Consider the given formulas S1 = [[a WU b] WU c] and S2 = [[a WU b] SU c]. First note that S2 implies S1, i.e., [[a WU b] SU c] -> [[a WU b] WU c] since the strong until implies the weak until. However, the converse implication, i.e., [[a WU b] WU c] -> [[a WU b] SU c] is not valid: As a counterexample, consider a path where we have G(a&!b&!c) such that [a WU b] and therefore also [[a WU b] WU c] hold from the initial point of time on. Since c never holds, [[a WU b] SU c] is however false which is the difference between weak and strong until.

The exercise wants you to determine two formulas (different to false) that show the difference between the two formulas, i.e., that imply S1&!S2. Your answer was "1 ; G a; G (a & b)" which means that you claim that the following should hold:

1. (G a) -> [[a WU b] WU c] & ![[a WU b] SU c] 
2. (G(a&b)) -> [[a WU b] WU c] & ![[a WU b] SU c] 

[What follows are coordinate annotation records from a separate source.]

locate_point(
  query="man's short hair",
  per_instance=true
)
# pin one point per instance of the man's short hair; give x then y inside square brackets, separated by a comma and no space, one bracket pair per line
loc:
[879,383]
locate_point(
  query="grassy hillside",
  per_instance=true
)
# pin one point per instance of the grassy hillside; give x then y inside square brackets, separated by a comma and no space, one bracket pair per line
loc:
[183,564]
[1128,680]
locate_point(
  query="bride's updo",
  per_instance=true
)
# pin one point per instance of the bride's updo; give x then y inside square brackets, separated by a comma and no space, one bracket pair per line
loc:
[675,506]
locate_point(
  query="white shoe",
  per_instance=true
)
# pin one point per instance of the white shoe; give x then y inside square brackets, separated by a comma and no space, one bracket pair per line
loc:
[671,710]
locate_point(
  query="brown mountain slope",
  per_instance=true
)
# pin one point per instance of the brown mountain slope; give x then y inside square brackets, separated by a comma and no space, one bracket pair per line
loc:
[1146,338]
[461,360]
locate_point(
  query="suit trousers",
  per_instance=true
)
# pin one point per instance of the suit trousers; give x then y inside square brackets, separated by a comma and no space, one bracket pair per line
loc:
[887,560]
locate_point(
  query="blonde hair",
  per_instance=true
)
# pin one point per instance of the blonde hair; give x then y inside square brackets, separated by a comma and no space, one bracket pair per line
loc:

However, both implications are not valid: A counterexample for the first one is G(a&!b&c) since then (G a), [a WU b], [[a WU b] WU c], and [[a WU b] SU c] are all true from the beginning. A counterexample for the second implication is G(a&b&c) so that (G(a&b)), [a WU b], [[a WU b] WU c], and [[a WU b] SU c] are again all true from the beginning. Hence, both implications are false. 

I guess that you have verified something else with the tool. What you need are two formulas that imply [[a WU b] WU c] & ![[a WU b] SU c], i.e., that satisfy [[a WU b] WU c], but not [[a WU b] SU c]. One of the two should be clear from what is written above. However, I should not give the complete solution to the exercise here, and leave the rest up to you. 

Answer 2

As already mentioned, there is most likely a flaw in your verification. What is important to note is that by a LTL formula we describe a set of paths. Therefor G a restricts the set of all paths S over the given set of variables to the set S \ F !a, so all the paths where for each timestep a holds (while everything else is unrestricted).
By this follows that some of your paths in the set [G a] satisfy both formulas, like for example G (a&b&c), while some paths only satisfy S1 e.g. G (a&b&!c). Note that G (a&b&c) → G a and is therefore a subset of paths.

A way to reason about this, is that by not restricting certain variables x you allow all possible combinations of them and to make sure that this does not conflict with your goal of finding a set of paths where ALL of these paths satisfy a certain property (which is in this specific case that all paths should satisfy S1 but not S2).